Потом настал черед Софьи и Марии. Обе сестрицы стали настоящими красавицами, удивительно походившими на мать, только более нежными, хрупкими. По очереди расцеловался с ними. Младшие подходили к нему с явной опаской. Для них он был почти забытым образом, незнакомцем.
Первый день пролетел быстро, в суете, хлопотах, расспросах, на которые не всегда Василию хотелось отвечать. Да и что отвечать? Рассказать, как тяжко ему было вдали от родины - сочтут, пожалуй, что он требует к себе жалости, которая была ему совершенно не нужна. Сейчас Василий, хоть и радовался возвращению, но о пережитом не сокрушался. Видно так ему на роду было написано! В конце пути он встретил Софью, а сложись по иному может и не пересеклись бы их пути-дорожки!

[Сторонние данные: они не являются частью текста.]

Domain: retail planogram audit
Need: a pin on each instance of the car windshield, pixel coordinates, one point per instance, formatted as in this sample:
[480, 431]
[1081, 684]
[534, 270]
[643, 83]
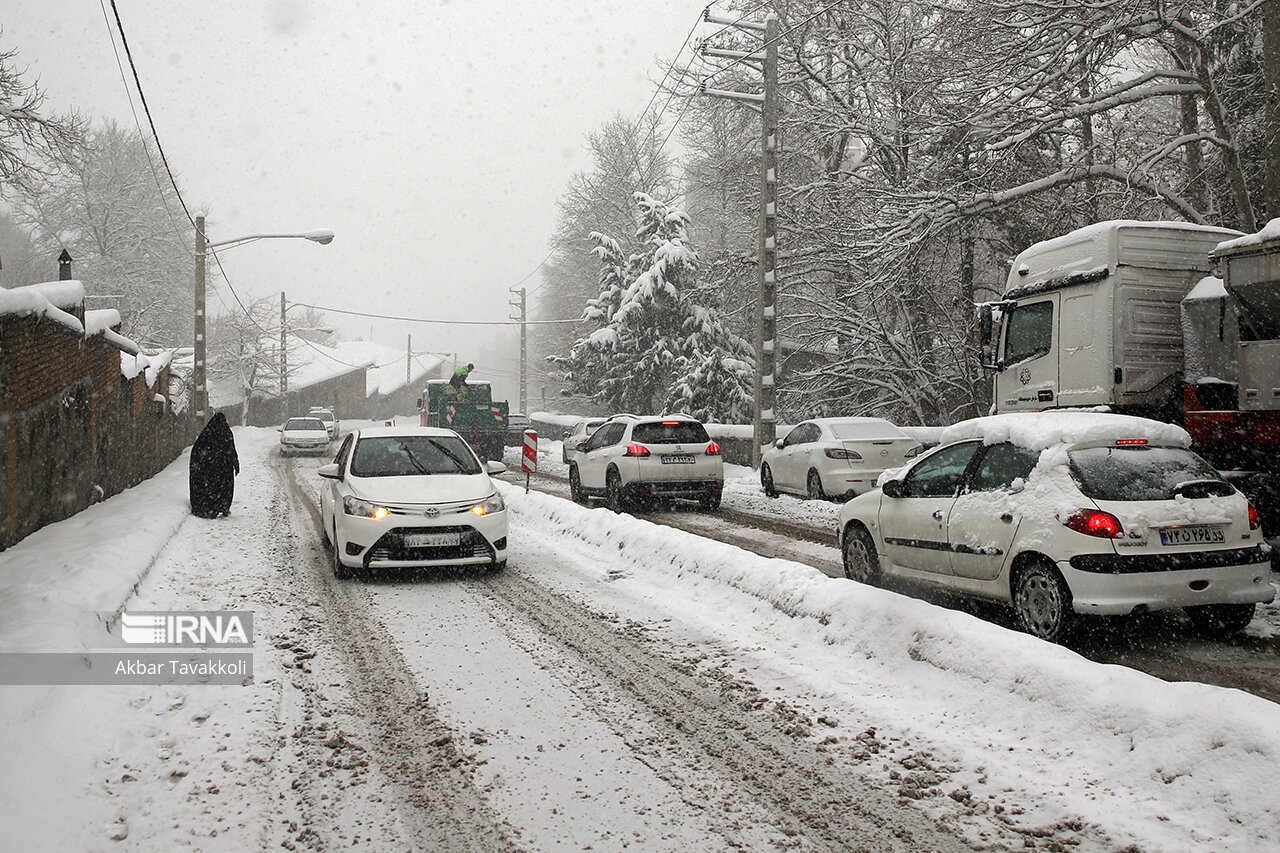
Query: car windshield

На другое утро к нему пришла мать. Весь предыдущий день Евдокия сдерживала себя, уступала сына остальным, давала ему время прийти в себя. Но теперь, ее материнское нетерпение получило право на удовлетворение и оспорить его не мог никто, в том числе и Василий.

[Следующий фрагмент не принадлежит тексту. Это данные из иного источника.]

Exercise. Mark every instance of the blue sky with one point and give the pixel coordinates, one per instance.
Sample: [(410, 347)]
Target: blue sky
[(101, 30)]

Он долго рассказывал ей обо всем, и Евдокия догадывалась, что сын, жалея ее, смягчает и упускает многое, но не журила его. Василий стал взрослым, а ее дело принять то, что он сочтет нужным поведать. Однако, когда сын упомянул о Софье, перебила его:
-Скажи мне, какая она Софья Витовтовна?
Василий запнулся. Что можно сказать о той, кого и сам еще толком не знаешь. Красива, умна, смешлива. А как будет потом, кто же ведает? Евдокия поняла его смущение, улыбнулась.
-Справим свадьбу нашей Софьи, и за твою примемся, не кручинься!
В оговоренный день, за Софьей прибыли сваты во главе самого князя Олега Рязанского. С раннего утра обряжали Софью, чтобы показать товар лицом. Внезапно девушка горько расплакалась.
-Выйдите все! - велела Евдокия, в тот день не отходившая от дочери ни на шаг. Ей ли не знать, какого это - покидать отчий дом! А ведь Софьюшке еще тяжелее! Супруга своего будущего она и в глаза не видела, уезжала одна, а не как Евдокия когда-то, вместе с любимой сестрой. Ей предстояло войти в абсолютно чужой мир в одиночестве и без поддержки.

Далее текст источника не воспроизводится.